Writing this article was an inspiration from the common question I have been asked by different persons who visited the RDDC dance program a few months ago. Those people were interested to know what the diary of a street child looks like. Many times I responded that I don’t know, but other times I responded that it depends on the kid and his background and the reason why he ended up on the street. Afterwards, I thought it is better to ask RDDC students in order to get a clear response for next time.
Most of the responses I got from kids were similar: “On the street, the main question you ask yourself is how to find something to calm the stomach. Clothes, having a shower, a place to sleep – those things don’t matter a lot. Only food matters, whether you steal or beg for it. Then comes the moments you feel depressed. You take some drugs (glue, illegal alcohol, cigarette, cannabis, etc) to be able to sleep peacefully, regardless of the place and its cleanliness.”

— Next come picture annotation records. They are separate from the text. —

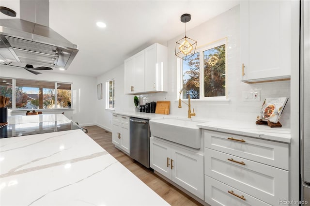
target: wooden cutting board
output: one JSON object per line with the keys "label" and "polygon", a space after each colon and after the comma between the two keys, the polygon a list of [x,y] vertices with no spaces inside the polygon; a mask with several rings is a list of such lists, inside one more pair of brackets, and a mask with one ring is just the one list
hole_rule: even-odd
{"label": "wooden cutting board", "polygon": [[169,115],[170,112],[170,101],[157,101],[155,114]]}

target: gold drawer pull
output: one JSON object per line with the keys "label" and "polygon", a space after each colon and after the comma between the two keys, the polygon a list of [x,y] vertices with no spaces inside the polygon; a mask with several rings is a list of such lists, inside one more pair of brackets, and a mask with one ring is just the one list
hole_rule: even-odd
{"label": "gold drawer pull", "polygon": [[245,201],[246,200],[246,198],[244,198],[244,197],[243,196],[243,195],[240,196],[240,195],[238,195],[238,194],[235,194],[235,193],[233,192],[233,191],[232,191],[232,191],[227,191],[228,192],[228,193],[230,193],[230,194],[232,194],[232,195],[234,195],[234,196],[236,196],[236,197],[239,197],[239,198],[242,199],[243,199],[243,200],[245,200]]}
{"label": "gold drawer pull", "polygon": [[245,165],[246,163],[244,163],[243,162],[238,162],[236,160],[234,160],[234,159],[233,159],[232,158],[231,158],[231,159],[228,159],[227,160],[229,160],[230,161],[232,161],[232,162],[236,162],[236,163],[238,163],[239,164],[242,164],[243,165]]}
{"label": "gold drawer pull", "polygon": [[227,139],[230,139],[231,140],[237,141],[238,142],[246,142],[246,140],[243,139],[235,139],[233,137],[228,137]]}

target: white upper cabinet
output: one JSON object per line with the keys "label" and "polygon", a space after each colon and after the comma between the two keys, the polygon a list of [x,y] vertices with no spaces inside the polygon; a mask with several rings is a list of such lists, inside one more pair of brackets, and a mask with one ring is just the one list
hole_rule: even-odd
{"label": "white upper cabinet", "polygon": [[144,90],[144,52],[125,60],[124,91],[125,94],[143,92]]}
{"label": "white upper cabinet", "polygon": [[144,50],[145,91],[167,90],[167,48],[157,43]]}
{"label": "white upper cabinet", "polygon": [[155,43],[125,60],[125,94],[167,90],[167,48]]}
{"label": "white upper cabinet", "polygon": [[241,1],[242,81],[290,78],[292,42],[298,38],[298,31],[292,31],[292,25],[299,23],[294,22],[298,11],[294,1]]}

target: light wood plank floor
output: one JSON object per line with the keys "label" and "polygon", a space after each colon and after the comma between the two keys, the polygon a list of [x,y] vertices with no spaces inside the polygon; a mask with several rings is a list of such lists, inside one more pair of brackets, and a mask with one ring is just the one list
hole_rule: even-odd
{"label": "light wood plank floor", "polygon": [[202,206],[199,202],[115,148],[112,133],[96,126],[87,127],[87,134],[172,206]]}

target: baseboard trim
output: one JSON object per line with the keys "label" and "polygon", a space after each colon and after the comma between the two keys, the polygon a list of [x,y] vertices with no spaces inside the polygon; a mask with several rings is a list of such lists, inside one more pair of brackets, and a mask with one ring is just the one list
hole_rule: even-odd
{"label": "baseboard trim", "polygon": [[200,198],[199,198],[198,197],[197,197],[195,195],[194,195],[194,194],[192,194],[192,193],[189,192],[188,191],[187,191],[187,190],[185,190],[183,187],[181,187],[180,185],[179,185],[176,184],[175,183],[172,182],[171,180],[168,179],[168,178],[167,178],[165,176],[163,176],[161,174],[158,173],[157,172],[155,171],[155,170],[154,170],[154,173],[155,174],[156,174],[156,175],[157,175],[157,176],[159,177],[160,178],[162,178],[164,179],[165,180],[167,181],[167,182],[168,182],[169,183],[170,183],[170,184],[171,184],[171,185],[172,185],[173,186],[174,186],[176,188],[178,188],[179,190],[182,191],[184,193],[186,193],[186,194],[188,195],[190,197],[192,197],[193,199],[194,199],[197,202],[199,202],[200,203],[201,203],[203,205],[204,205],[205,206],[211,206],[208,203],[206,203],[203,200],[202,200],[201,199],[200,199]]}
{"label": "baseboard trim", "polygon": [[110,132],[112,132],[112,129],[111,128],[109,128],[108,127],[105,127],[105,126],[104,126],[103,125],[101,125],[100,124],[95,123],[95,124],[94,124],[94,125],[96,125],[96,126],[98,126],[99,127],[101,127],[101,128],[103,129],[104,130],[106,130],[107,131],[108,131]]}

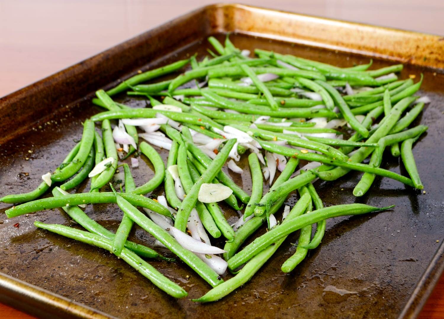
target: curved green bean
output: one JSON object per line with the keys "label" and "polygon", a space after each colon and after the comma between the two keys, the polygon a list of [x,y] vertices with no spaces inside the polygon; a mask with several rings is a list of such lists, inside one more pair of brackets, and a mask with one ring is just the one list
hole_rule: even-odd
{"label": "curved green bean", "polygon": [[248,163],[251,173],[251,196],[245,207],[244,221],[246,218],[254,212],[255,204],[261,200],[264,183],[261,165],[255,153],[251,153],[248,156]]}
{"label": "curved green bean", "polygon": [[51,175],[51,179],[55,182],[62,182],[75,174],[83,165],[89,155],[94,140],[94,123],[89,120],[85,120],[79,152],[67,165]]}
{"label": "curved green bean", "polygon": [[[186,197],[182,201],[182,205],[180,205],[176,215],[176,220],[174,224],[176,228],[182,231],[185,231],[190,213],[197,201],[198,194],[200,189],[200,187],[204,183],[210,183],[218,175],[218,172],[220,171],[221,168],[226,160],[230,151],[236,143],[236,139],[233,139],[226,142],[216,156],[215,158],[207,167],[206,170],[202,174],[198,182],[193,185]],[[191,144],[186,142],[186,144],[187,148],[188,145],[191,145]],[[179,146],[179,148],[180,147]],[[202,164],[205,165],[204,163]]]}
{"label": "curved green bean", "polygon": [[[55,197],[65,196],[57,189],[57,187],[52,189],[52,195]],[[91,219],[85,213],[85,212],[76,205],[65,206],[61,208],[73,220],[75,220],[90,232],[96,234],[111,240],[112,240],[114,238],[115,234],[114,233],[110,231],[95,221]],[[170,258],[166,258],[159,255],[151,248],[129,240],[125,242],[125,247],[141,257],[171,260]]]}
{"label": "curved green bean", "polygon": [[[136,188],[136,185],[128,164],[123,163],[122,166],[125,172],[125,191],[127,193],[129,193],[134,190]],[[116,256],[119,257],[120,255],[122,249],[125,246],[125,243],[127,241],[128,235],[131,231],[131,228],[133,227],[133,224],[132,220],[128,215],[124,213],[122,221],[119,225],[119,227],[115,232],[115,235],[112,241],[111,251]]]}
{"label": "curved green bean", "polygon": [[73,178],[61,185],[60,188],[64,191],[67,191],[75,187],[84,180],[85,179],[88,177],[88,174],[91,171],[91,170],[94,167],[95,158],[94,154],[94,148],[91,147],[89,155],[88,156],[88,158],[86,159],[82,170]]}
{"label": "curved green bean", "polygon": [[347,215],[357,215],[373,211],[380,211],[393,206],[379,208],[365,204],[347,204],[325,207],[304,214],[288,221],[285,224],[277,226],[262,236],[228,260],[228,268],[233,270],[250,259],[273,243],[295,231],[298,229],[317,223],[323,219]]}
{"label": "curved green bean", "polygon": [[154,70],[150,70],[131,76],[115,88],[107,91],[107,94],[109,96],[112,96],[127,89],[129,88],[129,85],[135,85],[141,82],[146,82],[152,79],[172,73],[182,68],[186,65],[189,61],[190,60],[188,59],[185,60],[180,60],[174,63],[171,63],[170,64]]}
{"label": "curved green bean", "polygon": [[[36,227],[108,251],[110,251],[111,249],[112,243],[110,239],[95,234],[57,224],[45,224],[36,221],[34,222],[34,224]],[[188,295],[186,291],[180,286],[173,283],[129,249],[124,248],[120,257],[154,285],[168,295],[176,298],[183,298]]]}
{"label": "curved green bean", "polygon": [[[171,213],[166,207],[152,199],[135,194],[123,193],[121,194],[132,205],[144,207],[153,211],[171,218]],[[65,206],[72,206],[83,204],[103,204],[115,203],[115,195],[111,192],[102,193],[79,193],[66,195],[63,197],[42,198],[28,202],[16,206],[13,206],[5,211],[9,218],[24,214],[44,211]]]}
{"label": "curved green bean", "polygon": [[115,149],[114,139],[112,137],[111,124],[107,120],[105,120],[102,122],[102,136],[107,157],[112,157],[114,160],[111,166],[99,174],[96,179],[91,180],[91,191],[95,188],[100,189],[103,186],[107,184],[112,178],[117,168],[119,161],[117,151]]}
{"label": "curved green bean", "polygon": [[[182,247],[168,231],[156,225],[139,211],[125,199],[121,196],[123,194],[121,193],[116,194],[117,204],[120,209],[127,214],[135,223],[150,233],[166,248],[175,254],[212,287],[215,287],[223,282],[220,276],[206,263],[191,251]],[[177,220],[177,219],[176,220]]]}
{"label": "curved green bean", "polygon": [[[183,143],[182,143],[179,145],[179,149],[177,153],[177,169],[179,172],[180,181],[182,183],[182,186],[183,186],[183,189],[186,194],[186,197],[188,197],[190,195],[190,192],[194,185],[194,183],[193,182],[193,180],[191,179],[186,157],[186,147]],[[192,195],[192,194],[191,195]],[[182,203],[183,203],[183,202],[182,201]],[[182,205],[181,203],[181,207]],[[221,231],[218,228],[214,222],[215,221],[213,219],[210,212],[203,203],[201,203],[196,199],[193,207],[192,208],[196,208],[199,217],[202,222],[202,224],[203,225],[210,234],[215,238],[220,237],[222,234]],[[178,209],[178,211],[180,211],[180,208]],[[190,211],[191,210],[190,210]],[[187,217],[187,220],[188,217]],[[178,227],[176,227],[176,228]]]}

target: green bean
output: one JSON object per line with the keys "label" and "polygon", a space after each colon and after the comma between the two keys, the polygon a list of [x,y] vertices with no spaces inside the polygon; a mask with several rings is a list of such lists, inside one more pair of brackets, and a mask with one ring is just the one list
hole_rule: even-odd
{"label": "green bean", "polygon": [[353,147],[367,147],[374,148],[377,146],[376,143],[369,143],[367,142],[355,142],[348,140],[340,140],[339,139],[329,139],[326,137],[318,137],[306,135],[304,136],[310,141],[319,142],[328,145],[334,145],[339,146],[352,146]]}
{"label": "green bean", "polygon": [[[310,108],[322,104],[319,101],[295,97],[275,97],[274,100],[282,108]],[[264,99],[252,99],[247,103],[256,105],[270,105],[268,101]]]}
{"label": "green bean", "polygon": [[[248,100],[252,99],[255,99],[258,97],[257,94],[236,92],[224,89],[214,88],[213,90],[221,96],[231,99]],[[182,90],[176,90],[174,92],[171,92],[169,93],[167,92],[159,92],[159,93],[157,93],[157,95],[166,95],[167,94],[170,94],[172,96],[200,96],[202,95],[200,88],[184,88]]]}
{"label": "green bean", "polygon": [[[412,102],[416,100],[416,98],[415,97],[406,97],[395,104],[390,111],[388,116],[385,118],[386,120],[380,125],[367,141],[369,143],[375,143],[387,135],[395,124],[399,120],[402,112]],[[373,150],[373,148],[361,148],[356,153],[350,157],[349,160],[356,163],[361,163],[370,155]],[[318,172],[317,174],[321,179],[325,180],[334,180],[344,176],[350,170],[345,167],[336,167],[333,169]]]}
{"label": "green bean", "polygon": [[[200,149],[193,143],[186,143],[186,145],[188,151],[190,152],[195,156],[196,158],[207,168],[214,161],[211,160],[208,155],[202,152]],[[217,176],[218,179],[220,181],[221,183],[233,190],[233,194],[240,199],[241,202],[245,204],[248,203],[250,196],[242,188],[238,186],[230,177],[222,171],[217,172]]]}
{"label": "green bean", "polygon": [[[45,224],[36,221],[34,222],[34,224],[36,227],[108,251],[111,251],[111,249],[112,242],[110,239],[95,234],[57,224]],[[176,298],[181,298],[187,295],[186,291],[180,286],[164,276],[155,268],[129,249],[124,248],[120,254],[120,257],[154,285],[168,295]]]}
{"label": "green bean", "polygon": [[[281,173],[279,176],[281,175]],[[277,179],[276,181],[277,180]],[[285,197],[283,197],[275,203],[270,209],[270,215],[274,214],[278,211],[284,204],[285,199]],[[223,253],[224,259],[227,260],[233,256],[246,239],[257,231],[266,219],[267,215],[264,214],[262,216],[253,217],[239,227],[234,233],[234,240],[231,243],[227,242],[225,243],[224,250],[226,252]]]}
{"label": "green bean", "polygon": [[333,101],[332,97],[330,96],[330,94],[325,88],[316,82],[308,79],[298,78],[297,80],[305,88],[319,94],[322,98],[322,100],[324,101],[324,103],[327,107],[327,108],[330,111],[333,110],[334,108],[334,102]]}
{"label": "green bean", "polygon": [[174,121],[205,126],[208,128],[212,126],[217,126],[218,125],[214,121],[209,120],[204,116],[199,116],[190,113],[155,110],[152,108],[133,108],[130,110],[108,111],[94,115],[91,117],[91,119],[95,122],[115,119],[154,118],[156,117],[156,114],[158,113],[163,114]]}
{"label": "green bean", "polygon": [[390,113],[390,110],[392,109],[392,102],[390,100],[390,92],[388,90],[386,90],[384,92],[384,116],[386,116]]}
{"label": "green bean", "polygon": [[[307,184],[307,187],[308,188],[309,192],[311,196],[312,200],[313,201],[313,204],[314,205],[315,209],[321,209],[324,208],[324,205],[322,204],[322,200],[321,199],[319,195],[317,195],[316,190],[314,188],[314,186],[311,183]],[[316,226],[316,232],[315,233],[313,238],[311,239],[310,243],[305,246],[304,248],[307,249],[314,249],[319,245],[321,241],[324,237],[324,234],[325,232],[325,227],[327,225],[327,220],[324,219],[321,220],[317,223]]]}
{"label": "green bean", "polygon": [[357,215],[388,209],[393,206],[382,208],[364,204],[348,204],[325,207],[290,219],[258,237],[243,250],[229,259],[228,268],[235,269],[246,262],[273,243],[298,229],[328,218],[347,215]]}
{"label": "green bean", "polygon": [[400,132],[407,128],[412,123],[416,117],[421,113],[422,109],[424,108],[424,104],[422,102],[418,103],[413,107],[413,108],[406,113],[404,117],[396,122],[395,126],[390,130],[389,134]]}
{"label": "green bean", "polygon": [[251,81],[256,87],[263,94],[265,98],[270,104],[271,109],[275,111],[277,110],[278,107],[278,103],[274,100],[273,95],[268,90],[268,88],[259,79],[254,72],[248,65],[243,64],[241,65],[240,67],[242,71],[244,72],[247,76],[251,79]]}
{"label": "green bean", "polygon": [[115,88],[108,90],[107,91],[107,93],[110,96],[112,96],[127,90],[129,88],[129,85],[135,85],[141,82],[146,82],[152,79],[176,71],[185,66],[189,61],[190,60],[188,59],[180,60],[170,64],[137,74],[120,83]]}
{"label": "green bean", "polygon": [[[292,159],[290,159],[290,160]],[[289,160],[287,163],[286,166],[288,166],[288,163],[289,162]],[[298,163],[298,161],[296,162]],[[285,168],[286,168],[286,166]],[[290,175],[293,174],[294,171],[293,169]],[[281,174],[281,175],[282,174]],[[298,175],[290,179],[289,179],[289,175],[288,176],[286,179],[283,179],[281,181],[279,181],[280,183],[277,183],[279,179],[278,178],[278,179],[276,180],[268,192],[264,195],[260,201],[256,204],[256,207],[254,208],[254,215],[256,216],[265,215],[264,213],[266,212],[266,211],[267,215],[269,215],[268,210],[267,209],[267,203],[273,203],[280,198],[286,197],[288,194],[293,191],[310,182],[316,178],[316,175],[310,171],[304,172],[300,175]]]}
{"label": "green bean", "polygon": [[413,181],[415,187],[418,189],[422,189],[424,187],[421,182],[416,163],[415,162],[415,158],[412,152],[413,144],[419,138],[419,136],[413,139],[406,140],[402,142],[401,144],[401,158],[402,159],[402,162],[404,163],[407,172]]}
{"label": "green bean", "polygon": [[377,70],[365,71],[365,73],[373,77],[377,77],[392,72],[400,72],[402,71],[403,67],[404,66],[402,64],[394,64],[385,68],[381,68]]}
{"label": "green bean", "polygon": [[174,180],[173,179],[173,176],[171,175],[171,174],[168,170],[168,168],[170,166],[175,165],[177,160],[177,152],[178,149],[179,144],[176,141],[173,140],[168,156],[165,178],[165,197],[166,197],[166,200],[170,203],[170,206],[176,210],[180,207],[182,202],[176,195],[176,191],[174,188]]}
{"label": "green bean", "polygon": [[[244,63],[248,64],[249,65],[251,65],[251,64]],[[256,74],[273,73],[279,76],[298,76],[309,79],[317,79],[322,80],[325,80],[325,77],[321,73],[317,72],[305,71],[304,70],[290,70],[289,69],[282,69],[280,68],[263,67],[253,68],[252,69]],[[240,66],[227,66],[226,67],[224,66],[223,67],[220,67],[212,68],[208,72],[208,76],[209,79],[224,77],[225,76],[242,76],[244,75],[244,72]]]}
{"label": "green bean", "polygon": [[407,86],[410,86],[410,85],[411,85],[413,84],[413,80],[411,79],[409,79],[408,80],[400,80],[400,81],[396,81],[382,86],[374,88],[371,90],[369,90],[368,91],[365,91],[363,92],[360,92],[359,93],[355,93],[354,94],[352,94],[352,95],[346,95],[344,97],[344,99],[346,101],[353,100],[357,98],[359,98],[361,97],[365,97],[374,95],[378,96],[381,94],[383,94],[384,92],[386,90],[393,90],[403,85],[407,82],[408,82],[409,83]]}
{"label": "green bean", "polygon": [[[135,194],[124,193],[121,195],[133,205],[151,209],[153,211],[171,218],[171,213],[166,208],[152,199]],[[115,203],[115,196],[110,192],[102,193],[79,193],[66,195],[63,197],[42,198],[36,200],[13,206],[5,211],[9,218],[24,214],[44,211],[65,206],[83,204],[102,204]]]}
{"label": "green bean", "polygon": [[[55,197],[64,196],[57,187],[52,189],[52,195]],[[91,219],[77,206],[75,205],[71,206],[65,206],[62,207],[61,208],[73,220],[90,232],[100,235],[109,239],[112,240],[114,239],[115,236],[114,233],[110,231],[97,222]],[[129,240],[125,242],[125,247],[141,257],[171,260],[169,258],[166,258],[162,256],[151,248]]]}
{"label": "green bean", "polygon": [[214,47],[214,49],[216,49],[218,53],[222,55],[225,53],[225,50],[224,49],[223,46],[219,42],[218,39],[214,36],[209,36],[207,40],[208,42],[211,44],[211,45]]}
{"label": "green bean", "polygon": [[73,178],[61,185],[60,188],[64,191],[71,189],[77,186],[87,177],[88,174],[94,167],[94,148],[91,147],[89,155],[85,161],[82,170]]}
{"label": "green bean", "polygon": [[[206,170],[201,176],[199,180],[193,185],[186,197],[182,201],[182,205],[176,215],[176,220],[174,221],[174,227],[182,231],[185,231],[190,213],[197,201],[198,194],[200,187],[204,183],[210,183],[218,175],[218,172],[220,171],[221,168],[225,163],[236,141],[236,139],[233,139],[227,142],[215,158],[207,167]],[[189,145],[191,145],[191,143],[187,142],[186,144],[187,148]],[[189,148],[188,149],[191,151]]]}
{"label": "green bean", "polygon": [[[103,90],[99,90],[95,92],[95,95],[99,98],[99,100],[102,102],[104,107],[111,111],[119,110],[122,108],[121,106],[123,104],[118,104],[113,100],[111,97],[107,94]],[[125,106],[124,108],[127,107]],[[124,124],[127,132],[133,139],[134,141],[137,144],[139,142],[139,136],[137,135],[137,129],[135,126],[127,124]],[[132,154],[136,150],[136,149],[132,145],[130,145],[130,148],[128,151],[127,156],[124,158],[126,158],[128,156]]]}
{"label": "green bean", "polygon": [[[111,111],[109,112],[120,111]],[[100,173],[95,179],[91,181],[91,191],[95,188],[100,189],[103,186],[106,184],[112,178],[114,172],[117,168],[117,163],[119,160],[117,157],[117,151],[115,149],[114,139],[112,137],[111,124],[107,120],[105,120],[102,122],[102,136],[103,140],[103,145],[107,157],[112,157],[113,161],[111,166]]]}
{"label": "green bean", "polygon": [[251,153],[248,156],[248,163],[251,172],[251,196],[245,207],[244,221],[246,218],[254,212],[255,204],[261,200],[264,183],[261,165],[255,153]]}
{"label": "green bean", "polygon": [[384,79],[377,80],[372,77],[368,78],[366,80],[333,80],[327,81],[327,83],[333,87],[343,87],[348,83],[352,86],[368,85],[371,86],[380,86],[384,84],[390,83],[398,80],[398,77],[396,75],[392,77],[388,77]]}
{"label": "green bean", "polygon": [[336,117],[336,113],[325,109],[279,108],[273,111],[268,108],[257,106],[252,108],[251,104],[234,102],[220,96],[209,89],[202,90],[202,95],[212,102],[216,103],[219,108],[228,108],[242,113],[260,114],[274,117]]}
{"label": "green bean", "polygon": [[[187,163],[188,167],[190,168],[190,173],[193,179],[193,181],[194,183],[196,183],[200,177],[200,174],[199,174],[197,169],[190,160],[189,160]],[[234,238],[234,231],[233,230],[231,226],[230,226],[230,224],[226,221],[226,219],[225,219],[225,217],[223,215],[218,203],[206,203],[205,205],[223,236],[227,239],[229,242],[233,241]]]}
{"label": "green bean", "polygon": [[[311,184],[311,183],[309,183]],[[308,189],[305,186],[301,186],[298,189],[301,197],[304,195],[309,195]],[[313,210],[313,204],[312,203],[311,197],[308,203],[308,205],[305,211],[302,210],[298,212],[299,213],[294,214],[294,217],[300,216],[304,213],[309,213]],[[308,245],[310,243],[310,239],[311,239],[311,225],[307,225],[306,226],[301,228],[301,233],[299,234],[299,238],[297,241],[297,246],[296,247],[296,251],[293,255],[289,258],[284,263],[282,264],[281,269],[283,272],[289,272],[295,267],[301,263],[307,256],[308,252],[308,249],[305,247],[305,246]]]}
{"label": "green bean", "polygon": [[190,108],[189,106],[186,105],[183,103],[179,102],[177,100],[174,100],[169,96],[165,96],[165,98],[163,99],[163,104],[168,104],[170,105],[178,106],[182,109],[182,111],[184,112],[190,112]]}
{"label": "green bean", "polygon": [[[122,196],[123,195],[120,193],[116,195],[117,204],[120,209],[127,214],[135,223],[163,244],[212,287],[215,287],[223,282],[220,276],[206,263],[193,252],[182,247],[168,231],[156,225],[125,200]],[[177,219],[176,220],[177,220]]]}
{"label": "green bean", "polygon": [[[170,92],[173,92],[177,88],[181,85],[185,84],[190,81],[206,76],[207,75],[209,76],[210,72],[213,70],[218,70],[219,68],[228,68],[233,65],[238,65],[240,64],[247,64],[249,65],[258,65],[265,64],[268,62],[267,59],[255,59],[250,60],[244,60],[243,61],[239,61],[234,62],[231,62],[224,66],[222,68],[219,65],[211,65],[209,67],[204,67],[199,68],[194,70],[190,70],[187,71],[183,74],[181,74],[176,77],[172,82],[168,86],[168,90]],[[238,68],[238,67],[234,67]]]}
{"label": "green bean", "polygon": [[204,135],[206,135],[209,137],[211,137],[212,139],[223,138],[222,136],[220,134],[215,133],[210,130],[207,130],[203,126],[201,127],[200,126],[198,126],[198,125],[195,125],[193,124],[188,124],[188,123],[185,123],[183,125],[191,130],[195,131],[196,132],[202,134]]}
{"label": "green bean", "polygon": [[[205,171],[205,170],[206,169],[206,168],[202,165],[200,162],[196,159],[196,158],[193,156],[193,154],[189,152],[188,154],[188,159],[191,161],[191,163],[193,163],[194,167],[195,167],[197,169],[197,170],[198,171],[199,174],[203,174],[203,172]],[[213,179],[211,183],[213,184],[219,183],[219,181],[218,180],[217,178],[215,178]],[[242,204],[240,207],[239,207],[239,205],[238,204],[238,200],[236,199],[236,196],[232,194],[230,195],[230,197],[229,197],[227,199],[224,199],[224,201],[236,211],[241,210],[244,207],[243,204]]]}
{"label": "green bean", "polygon": [[[79,149],[80,148],[80,142],[75,144],[74,147],[70,151],[69,153],[68,153],[68,155],[67,155],[65,159],[63,160],[60,166],[56,169],[55,171],[56,172],[59,171],[62,168],[66,166],[67,163],[72,160],[79,152]],[[10,195],[6,195],[0,198],[0,202],[6,203],[8,204],[29,202],[33,200],[36,198],[38,198],[44,194],[48,189],[49,189],[49,186],[46,183],[46,182],[43,181],[40,183],[40,185],[36,189],[33,191],[24,194],[14,194]]]}
{"label": "green bean", "polygon": [[[278,96],[288,96],[293,95],[294,93],[289,90],[286,90],[281,88],[267,85],[266,83],[263,84],[268,87],[268,90],[272,94]],[[208,87],[210,88],[226,89],[241,92],[242,93],[258,93],[260,92],[257,88],[251,86],[239,85],[237,83],[229,80],[222,79],[211,79],[208,81]]]}
{"label": "green bean", "polygon": [[[128,164],[123,163],[122,166],[125,172],[125,191],[129,193],[134,190],[136,188],[136,185]],[[124,213],[122,221],[115,232],[115,235],[112,241],[111,251],[117,257],[119,257],[122,253],[125,243],[127,241],[127,239],[128,238],[128,235],[130,234],[134,223],[132,219]]]}
{"label": "green bean", "polygon": [[356,118],[352,113],[349,106],[347,105],[347,103],[344,100],[344,99],[342,98],[339,92],[334,88],[326,82],[322,81],[316,81],[316,83],[325,88],[332,96],[333,100],[334,100],[335,103],[339,108],[339,110],[342,116],[344,116],[344,118],[347,120],[350,126],[364,137],[368,137],[369,131],[358,120],[356,120]]}
{"label": "green bean", "polygon": [[[390,102],[392,102],[392,103],[395,103],[400,101],[403,99],[414,94],[419,89],[420,87],[421,86],[421,84],[422,83],[423,78],[423,76],[421,75],[421,80],[419,82],[410,86],[399,93],[391,96],[390,99]],[[369,111],[373,110],[373,108],[375,108],[377,107],[381,106],[383,105],[384,102],[382,101],[380,101],[379,102],[376,102],[374,103],[372,103],[367,105],[364,105],[364,106],[361,106],[359,108],[355,108],[352,110],[352,112],[355,115],[362,114],[367,113]]]}
{"label": "green bean", "polygon": [[152,146],[145,142],[142,142],[139,147],[142,152],[152,163],[155,172],[153,178],[131,192],[138,195],[144,195],[157,188],[163,181],[165,175],[165,166],[162,158]]}
{"label": "green bean", "polygon": [[401,155],[401,151],[399,149],[399,144],[394,143],[390,145],[390,152],[392,156],[394,157],[398,157]]}
{"label": "green bean", "polygon": [[[102,138],[100,137],[99,133],[95,131],[94,132],[94,150],[95,152],[95,164],[97,165],[104,159],[105,150],[103,149],[103,142],[102,140]],[[91,178],[91,185],[95,183],[95,180],[97,179],[99,176],[98,175]],[[99,191],[98,188],[92,189],[92,187],[91,188],[92,190],[91,191],[92,192],[95,193]]]}
{"label": "green bean", "polygon": [[269,142],[262,141],[259,141],[259,142],[261,144],[261,146],[265,150],[273,153],[280,154],[284,156],[293,156],[299,158],[300,160],[305,160],[313,162],[320,162],[327,165],[333,165],[336,166],[339,166],[339,167],[343,167],[345,169],[351,169],[374,174],[377,175],[388,177],[389,178],[399,181],[409,186],[413,186],[412,180],[409,178],[386,169],[373,167],[366,164],[361,164],[360,163],[353,162],[352,161],[353,159],[352,157],[350,157],[348,161],[344,162],[329,157],[325,155],[317,154],[315,153],[306,153],[304,154],[303,152],[300,152],[300,151],[295,150],[294,148],[290,148],[285,146],[278,145]]}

But for one child, Jean Damascene Ntawukuriryayo, the response was different. This child knows what he wants in his life.
“It is true that I am worrying about food as well. But that is not what is shaping my diary schedule,” said Damascene. I was so surprised by the response that I said, “What?” Damascene added that finding a paper and a pen is his first task; finding a calm place where he can write down his thoughts is the second; and then he comes back to the thought of food and other distractions. Captured by the smartness of that boy, I asked him to describe his diary life on the street. The following is his response:
“As I said, in the morning I was looking for food but I was thinking about my studies and my future. I went on the street with the hope that one day I will find someone who should help me to go back to school. But once on the street, I realized that was an illusion; I thought I should get some papers and write down my songs and theater plays. I thought that one day I should find someone interested and sell my compositions, and that could help me to survive and may be to get some money to go back to school. I was in P5 (Fifth Grade) before I left home. I left home because my grandfather didn’t want me to go to school.
“On the street, we used to fight every day – just for respect or for no reason at all. Waking up doesn’t exist on the street; it seems that you never fall sleep at all. That’s why, most of us think that taking a drug gives us strength and helps us to endure the struggles of the street. You can’t find food every day. I used to eat once in three days and try to find something to capture my attention. Writing, singing and thinking about the future gives me much more strength and the courage to survive.”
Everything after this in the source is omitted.